The Third Annual Multistakeholder Gathering on Tackling Inequities in Noncommunicable Diseases
On the sidelines of the 79th UN General Assembly and the third Global NCD Compact Heads of State and Government annual meeting, and just 12 months ahead of the fourth UN High-Level Meeting on NCDs in 2025, NCDA and WHO will convene a multistakeholder event to focus on tackling inequities in NCDs through multistakeholder action.
In 2024, the world is off track to meet the 2025 global targets on noncommunicable diseases (NCDs). Since 2015, progress has stagnated and only six countries out of 191 UN Member States appear able to achieve the NCD mortality target to reduce premature deaths by one third by 2030. Many promises made at the last UN High-Level Meeting in 2018, to ensure more people living with NCDs have access to essential health care and protect those at risk of exposure to key risk factors, will go unmet.
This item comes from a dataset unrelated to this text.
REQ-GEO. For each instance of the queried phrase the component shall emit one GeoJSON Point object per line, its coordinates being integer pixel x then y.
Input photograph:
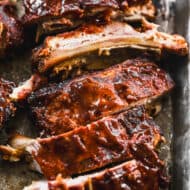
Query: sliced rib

The NCD burden may be universal, but it shines a glaring light on deeply engrained inequities both across and within countries. Globally since 2000, the chances of dying prematurely (between the ages of 30 and 70) from an NCD have gone down by 22%, but premature NCD mortality has increased in more than 20 mostly low- and middle-income countries. An estimated 82% of premature deaths from NCDs occur in low- and lower-middle-income countries, and the poor in all countries are the hardest hit.
NCDs follow a social gradient – the lower a person’s social and economic status, the higher chance they have of morbidity and premature mortality related to NCDs. Poor countries and vulnerable communities (such as children, refugees, indigenous populations) have less access across the whole care continuum, from NCD prevention and early diagnosis, to life saving treatment and palliative care. Globally only one in two people living with diabetes has access to the insulin they need; in sub-Saharan Africa, that figure drops to one in seven people. 80% of the 40 million people needing palliative care live in LMICs, but only 6% of the world’s opioids are consumed there.
Exposure to the NCD risk factors follows a similar gradient, where lower income means higher exposure. Higher smoking prevalence for example is associated with almost every indicator of deprivation or marginalisation – lower incomes, unemployment, homelessness to name a few. The social and economic determinants of health – the conditions in which people are born, grow, work, live, and age, and the wider set of forces and systems – shape the individual experience of health and are the drivers of inequity.
As with any complex systemic challenge, tackling inequities in NCD prevention and care demands leadership, action and collaboration across multiple sectors well beyond health and across a range of stakeholders from governments, international organisations, civil society and communities (particularly people living with NCDs), academia, foundations and relevant private sector. Fortunately a number of tools, such as NCDA’s NCD Health Equity Conceptual Framework and Practical Guide for NCD Community Advocates, the WHO’s Framework of Engagement of people living with NCDs and mental health and neurological conditions, the WHO’s new practical tool Supporting Member States in reaching informed decision-making on engaging with private sector entities the forthcoming WHO Global Report on Health Equity for People with Disabilities exist to guide stakeholders. Only with a clear commitment across all stakeholders to tackle NCD inequities and by approaching policies, decision-making, health systems, programmes, research and M&E with a strong equity lens will we leave no one behind in the NCD response.
The event will be followed by a 1-hour reception.